Essa relação entre agricultura e futebol estará presente também na Copa do Mundo de 2026. Duas variedades desenvolvidas pela empresa brasileira Itograss serão utilizadas em estádios que receberão jogos do torneio nos Estados Unidos e no México. A Tifway 419 estará no Hard Rock Stadium, em Miami, enquanto a North Bridge será usada no Arrowhead Stadium, em Kansas City, e no Estádio Akron, em Guadalajara.
Tecnologia que começa no campo
Apesar da presença da tecnologia brasileira, a grama não é exportada para os estádios da competição. Segundo Rodrigo Santos, coordenador do Centro de Gramados Esportivos da Itograss, questões logísticas e fitossanitárias tornam inviável transportar o material produzido no Brasil. Ainda assim, o conhecimento desenvolvido por aqui estará representado nos campos da Copa.
A produção de um gramado esportivo exige um trabalho semelhante ao de qualquer outra cultura agrícola. O ciclo pode durar entre 12 e 18 meses e envolve irrigação constante, adubação, podas frequentes e monitoramento fitossanitário. Além disso, as variedades passam por anos de pesquisa genética para atender às exigências do futebol moderno.
Nos últimos anos, os gramados evoluíram junto com o esporte. Hoje, a prioridade é oferecer uma superfície uniforme, capaz de garantir segurança aos jogadores e um comportamento previsível da bola durante os 90 minutos. Em grandes estádios, equipes técnicas acompanham indicadores como umidade, densidade da grama e altura de corte.

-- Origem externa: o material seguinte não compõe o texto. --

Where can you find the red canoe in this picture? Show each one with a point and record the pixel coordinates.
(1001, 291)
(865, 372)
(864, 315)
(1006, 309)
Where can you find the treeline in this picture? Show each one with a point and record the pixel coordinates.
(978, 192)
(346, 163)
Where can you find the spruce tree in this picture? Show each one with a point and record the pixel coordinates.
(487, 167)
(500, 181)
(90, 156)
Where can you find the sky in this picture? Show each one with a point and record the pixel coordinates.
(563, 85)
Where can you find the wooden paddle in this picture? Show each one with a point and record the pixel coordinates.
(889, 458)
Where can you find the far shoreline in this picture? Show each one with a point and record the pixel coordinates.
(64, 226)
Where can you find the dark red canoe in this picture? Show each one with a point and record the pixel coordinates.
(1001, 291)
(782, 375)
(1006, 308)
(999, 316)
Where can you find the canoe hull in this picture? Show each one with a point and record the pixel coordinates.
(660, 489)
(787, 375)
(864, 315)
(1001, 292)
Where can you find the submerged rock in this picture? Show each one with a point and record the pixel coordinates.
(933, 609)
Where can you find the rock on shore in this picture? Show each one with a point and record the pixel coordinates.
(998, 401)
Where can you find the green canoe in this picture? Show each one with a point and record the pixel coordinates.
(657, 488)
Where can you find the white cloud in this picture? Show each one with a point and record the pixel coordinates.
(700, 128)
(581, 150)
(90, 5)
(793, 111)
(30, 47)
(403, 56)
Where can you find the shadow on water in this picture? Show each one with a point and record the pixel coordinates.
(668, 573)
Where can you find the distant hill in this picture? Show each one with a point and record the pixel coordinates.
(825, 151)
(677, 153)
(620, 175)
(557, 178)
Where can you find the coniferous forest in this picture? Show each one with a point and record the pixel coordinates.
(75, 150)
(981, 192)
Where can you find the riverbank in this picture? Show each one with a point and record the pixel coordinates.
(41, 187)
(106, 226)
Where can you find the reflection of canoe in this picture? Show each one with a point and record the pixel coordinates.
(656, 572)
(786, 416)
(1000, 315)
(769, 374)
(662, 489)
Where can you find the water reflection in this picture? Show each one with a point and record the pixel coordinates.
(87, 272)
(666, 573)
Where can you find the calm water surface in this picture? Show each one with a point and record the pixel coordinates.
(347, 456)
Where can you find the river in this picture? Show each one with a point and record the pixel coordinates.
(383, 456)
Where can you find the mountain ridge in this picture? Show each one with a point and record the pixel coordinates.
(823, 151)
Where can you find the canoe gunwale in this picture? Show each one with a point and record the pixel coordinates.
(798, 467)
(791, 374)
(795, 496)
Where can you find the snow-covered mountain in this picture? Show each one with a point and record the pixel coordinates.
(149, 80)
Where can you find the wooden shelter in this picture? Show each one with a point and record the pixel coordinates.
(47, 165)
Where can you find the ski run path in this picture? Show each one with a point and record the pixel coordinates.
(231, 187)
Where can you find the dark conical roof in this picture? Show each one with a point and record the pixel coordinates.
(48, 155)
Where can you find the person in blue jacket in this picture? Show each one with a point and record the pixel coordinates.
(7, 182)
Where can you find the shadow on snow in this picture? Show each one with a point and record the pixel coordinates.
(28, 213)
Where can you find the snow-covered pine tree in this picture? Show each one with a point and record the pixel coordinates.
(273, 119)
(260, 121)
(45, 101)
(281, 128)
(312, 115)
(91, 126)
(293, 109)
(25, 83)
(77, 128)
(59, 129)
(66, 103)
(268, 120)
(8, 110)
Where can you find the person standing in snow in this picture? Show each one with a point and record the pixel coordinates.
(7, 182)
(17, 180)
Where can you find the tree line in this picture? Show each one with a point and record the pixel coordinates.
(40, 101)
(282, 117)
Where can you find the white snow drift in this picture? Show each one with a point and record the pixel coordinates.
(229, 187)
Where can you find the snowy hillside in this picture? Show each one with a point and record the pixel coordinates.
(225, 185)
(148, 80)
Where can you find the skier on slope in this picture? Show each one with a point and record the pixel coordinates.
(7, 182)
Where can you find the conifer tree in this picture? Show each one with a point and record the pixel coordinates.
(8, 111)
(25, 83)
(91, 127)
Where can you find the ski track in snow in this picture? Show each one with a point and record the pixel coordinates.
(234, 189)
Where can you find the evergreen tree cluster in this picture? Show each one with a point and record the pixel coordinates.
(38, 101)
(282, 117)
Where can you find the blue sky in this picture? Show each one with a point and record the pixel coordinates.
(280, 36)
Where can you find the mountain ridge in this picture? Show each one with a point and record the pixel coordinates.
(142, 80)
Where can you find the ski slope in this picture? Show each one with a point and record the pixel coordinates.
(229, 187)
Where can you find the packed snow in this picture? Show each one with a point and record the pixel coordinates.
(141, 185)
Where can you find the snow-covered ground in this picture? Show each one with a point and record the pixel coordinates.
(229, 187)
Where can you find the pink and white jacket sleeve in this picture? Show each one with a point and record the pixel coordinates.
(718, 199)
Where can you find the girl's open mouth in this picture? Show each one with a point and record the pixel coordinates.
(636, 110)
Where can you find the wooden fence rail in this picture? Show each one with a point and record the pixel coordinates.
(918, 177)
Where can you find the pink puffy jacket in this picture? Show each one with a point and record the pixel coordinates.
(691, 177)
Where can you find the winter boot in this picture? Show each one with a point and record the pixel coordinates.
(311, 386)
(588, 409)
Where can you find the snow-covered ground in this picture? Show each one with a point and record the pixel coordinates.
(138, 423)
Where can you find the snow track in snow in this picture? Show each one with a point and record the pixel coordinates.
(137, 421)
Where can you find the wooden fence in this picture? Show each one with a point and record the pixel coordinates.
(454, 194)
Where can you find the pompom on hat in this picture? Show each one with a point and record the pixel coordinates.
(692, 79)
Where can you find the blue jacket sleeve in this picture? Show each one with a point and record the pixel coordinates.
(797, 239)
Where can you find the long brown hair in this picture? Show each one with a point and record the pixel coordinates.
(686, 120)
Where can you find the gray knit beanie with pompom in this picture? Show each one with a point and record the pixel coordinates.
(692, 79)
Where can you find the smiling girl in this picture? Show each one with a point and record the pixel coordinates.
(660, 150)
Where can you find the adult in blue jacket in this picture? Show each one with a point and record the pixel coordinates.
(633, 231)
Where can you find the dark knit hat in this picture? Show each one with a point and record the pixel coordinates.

Até a irrigação realizada pouco antes das partidas tem uma função específica. Segundo Santos, muitas vezes ela não serve para nutrir o gramado, mas para aumentar a velocidade da bola e favorecer a dinâmica do jogo.
Para quem acompanha a partida da arquibancada ou pela televisão, tudo isso costuma passar despercebido. Mas por trás de cada gramado de alto nível existe uma cadeia produtiva sofisticada que começa muito antes do apito inicial e ajuda a construir o espetáculo dentro das quatro linhas.